In an innovative study, researchers from HSE University, RAN Institute of Linguistics, and the National Medical and Surgical Centre named after N.I. Pirogov measured and analysed high-frequency oscillations (HFO) in different regions of the brain. An automated detector predicted seizure outcomes based on HFO rates with an accuracy rate of 85%, and by applying machine learning, made it possible to distinguish between epileptogenic and non-epileptogenic HFO. The study’s findings are published in Frontiers in Human Neurosciences.
High-frequency oscillations are short-term brain events which, when observed using electroencephalography (EEG), help identify brain regions generating epileptic seizures. Retrospective studies confirm that resection of tissue in such regions can help to stop seizures.
However, prospective studies, i.e. those conducted to predict surgical outcomes, have reported mixed results. In some cases, the resection of tissue in a region with a large detected number of HFO — and therefore assumed to be epileptogenic — did not cause seizures to stop.
According to the authors of this study, one of the reasons for the failure to predict surgical outcomes may have been the fact that patients were observed during REM sleep or wakefulness. The authors further argue that HFO data from deep (NREM) sleep could significantly improve the prognostic value of HFO rates, but not by much if the periods of NREM sleep were too brief or too few. Another limitation of previous studies was the performance of detectors used to measure HFO rates.
Researchers from HSE University, RAN Institute of Linguistics, and the Pirogov Centre examined the differences in HFO amplitude, duration and frequency between healthy and epileptogenic brain tissue. They analysed HFO rates in patients' mesial temporal and neocortical regions during NREM sleep using an automatic detector clinically validated in previous studies
The study predicted seizure outcomes with an 85% accuracy. Achieving 100% accuracy would have been impossible, as the detector was unable to distinguish between epileptogenic and healthy HFO rates. This limitation was partly addressed by applying machine learning.
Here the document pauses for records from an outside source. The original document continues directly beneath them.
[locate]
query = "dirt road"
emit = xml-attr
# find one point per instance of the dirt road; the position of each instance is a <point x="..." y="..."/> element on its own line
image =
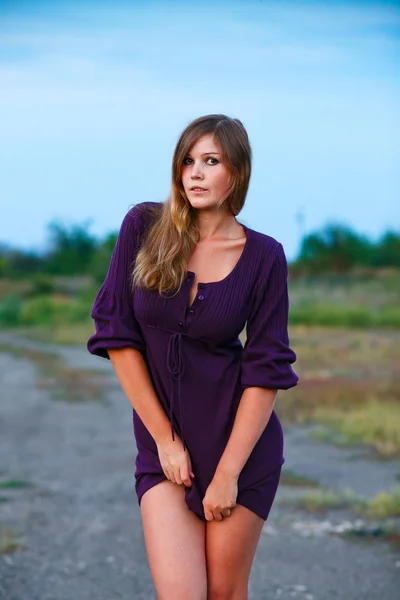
<point x="69" y="519"/>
The researchers found a marked difference in amplitude between epileptogenic and non-epileptogenic HFO rates in the neocortex (frontal, temporal and parietal lobes). This difference was less pronounced in the mesial temporal regions, where HFO duration was a more important distinction. Epileptogenic high-frequency oscillations are approximately the same across brain regions in terms of amplitude, frequency, form and duration. Healthy oscillations, however, are vastly different — mainly in amplitude — in different regions.
Our findings demonstrate that by observing HFO, we can detect epileptogenic areas. This result could be further improved in the future. Machine learning will make it possible to distinguish between epileptogenic and healthy oscillations based on their amplitude, frequency, and duration.
This study also indicates that the accuracy of using HFO to identify epileptogenic tissue can be higher if a reliable automatic detector is used during the patient's NREM sleep phase.